Convert pandas dataframe to custom dictionary-CodePudding

I have a dataframe that I need to convert to a dictionary in a specific format. An example of the dataframe data (not real data for ease of presentation) is shown below:

Here is csv of the input:

col1,col2,col3,col3    
abc,1,2,3    
abc,4,5,6    
bcd,10,11,12    
bcd,33,22,11    
cde,3,43,23    
cde,43,23,56

The resulting dictionary should be in the following format:

{ abc: [[abc, 1, 2, 3], [abc, 4, 5, 6]],  bcd: [[bcd, 10, 11, 12], [bcd, 33, 22, 11]],  cde: [[cde, 3, 43, 23], [cde, 43, 23, 56]] }

Is there an efficient (time to process) way to do such conversion?
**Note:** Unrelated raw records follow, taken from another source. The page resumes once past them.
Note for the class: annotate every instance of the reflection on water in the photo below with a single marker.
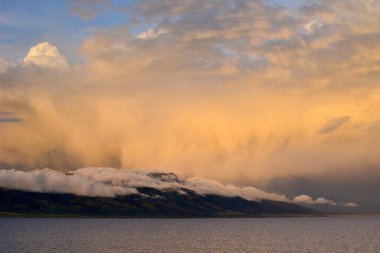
(316, 234)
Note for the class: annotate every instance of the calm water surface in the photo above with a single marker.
(316, 234)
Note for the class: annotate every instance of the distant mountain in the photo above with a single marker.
(148, 202)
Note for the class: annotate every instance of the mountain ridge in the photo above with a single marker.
(149, 203)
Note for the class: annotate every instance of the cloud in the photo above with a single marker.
(109, 182)
(349, 204)
(4, 65)
(333, 124)
(306, 199)
(151, 33)
(45, 55)
(313, 26)
(88, 9)
(234, 92)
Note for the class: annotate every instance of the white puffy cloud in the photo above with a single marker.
(4, 65)
(45, 55)
(110, 182)
(152, 33)
(306, 199)
(313, 26)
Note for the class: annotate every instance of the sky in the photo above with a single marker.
(280, 95)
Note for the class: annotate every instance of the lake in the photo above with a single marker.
(309, 234)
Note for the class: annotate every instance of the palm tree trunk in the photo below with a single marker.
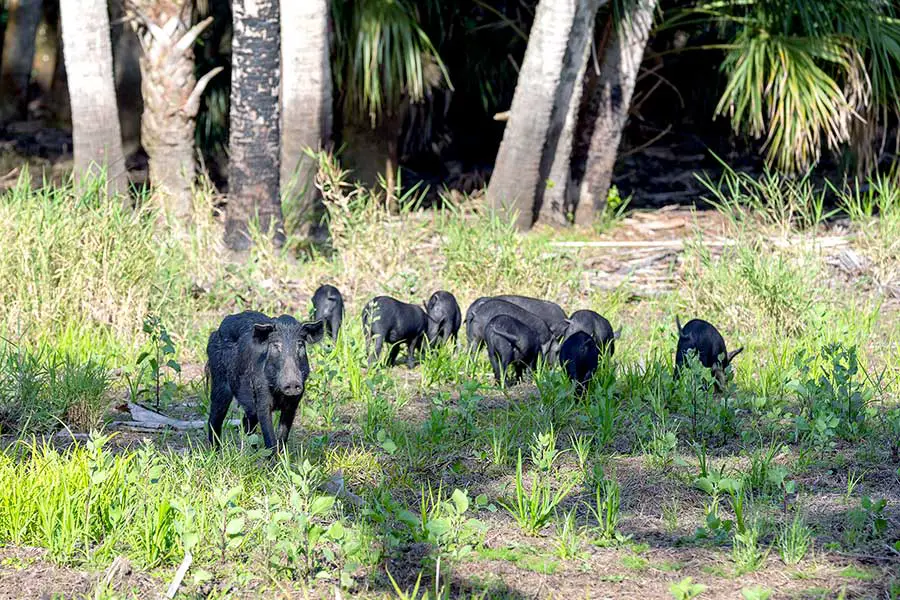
(615, 86)
(254, 144)
(95, 120)
(171, 99)
(540, 104)
(561, 191)
(18, 54)
(306, 101)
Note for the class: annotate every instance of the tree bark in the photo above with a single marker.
(306, 101)
(171, 99)
(615, 86)
(254, 143)
(540, 105)
(18, 56)
(95, 120)
(558, 197)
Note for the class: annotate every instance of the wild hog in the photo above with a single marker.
(592, 324)
(509, 341)
(386, 320)
(704, 339)
(328, 307)
(475, 326)
(579, 355)
(444, 317)
(261, 362)
(552, 314)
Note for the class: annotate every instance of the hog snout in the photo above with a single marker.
(292, 388)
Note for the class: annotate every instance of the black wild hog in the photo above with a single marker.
(261, 362)
(707, 342)
(444, 317)
(473, 310)
(386, 320)
(328, 307)
(552, 314)
(509, 341)
(579, 354)
(592, 324)
(492, 307)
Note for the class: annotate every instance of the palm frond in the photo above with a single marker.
(383, 56)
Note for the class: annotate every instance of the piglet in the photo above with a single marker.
(509, 341)
(262, 363)
(705, 340)
(580, 355)
(387, 320)
(328, 307)
(444, 317)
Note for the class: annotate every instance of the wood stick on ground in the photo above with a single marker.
(179, 575)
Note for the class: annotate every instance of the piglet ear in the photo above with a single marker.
(730, 356)
(313, 331)
(261, 331)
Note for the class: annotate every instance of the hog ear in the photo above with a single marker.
(730, 356)
(261, 331)
(313, 331)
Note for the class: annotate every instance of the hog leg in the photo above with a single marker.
(392, 354)
(249, 422)
(412, 348)
(495, 365)
(285, 422)
(379, 346)
(219, 400)
(264, 404)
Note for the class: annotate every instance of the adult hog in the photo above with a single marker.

CodePudding user response：

Sounds like

{k: v.to_numpy() for k, v in df.groupby(df.col1)}

does what you want; outputs

>>> {k: v.to_numpy() for k, v in df.groupby(df.col1)}
{'abc': array([['abc', 1, 2, 3],    ['abc', 4, 5, 6]], dtype=object),
 'bcd': array([['bcd', 10, 11, 12], ['bcd', 33, 22, 11]], dtype=object), 
 'cde': array([['cde', 3, 43, 23],  ['cde', 43, 23, 56]], dtype=object)
}

This has the advantage of being quite fast, so long as the numpy ndarrays are suitable for further use in your case.

CodePudding user response：

You could do it like this:

from collections import defaultdict

df = pd.read_csv('test.csv')
dct = defaultdict(list)
for idx, row in df.iterrows():
  values = list(row.values)
  col1 = values[0]
  dct[col1].append(values)

Output:

defaultdict(list,
            {'abc': [['abc', 1, 2, 3], ['abc', 4, 5, 6]],
             'bcd': [['bcd', 10, 11, 12], ['bcd', 33, 22, 11]],
             'cde': [['cde', 3, 43, 23], ['cde', 43, 23, 56]]})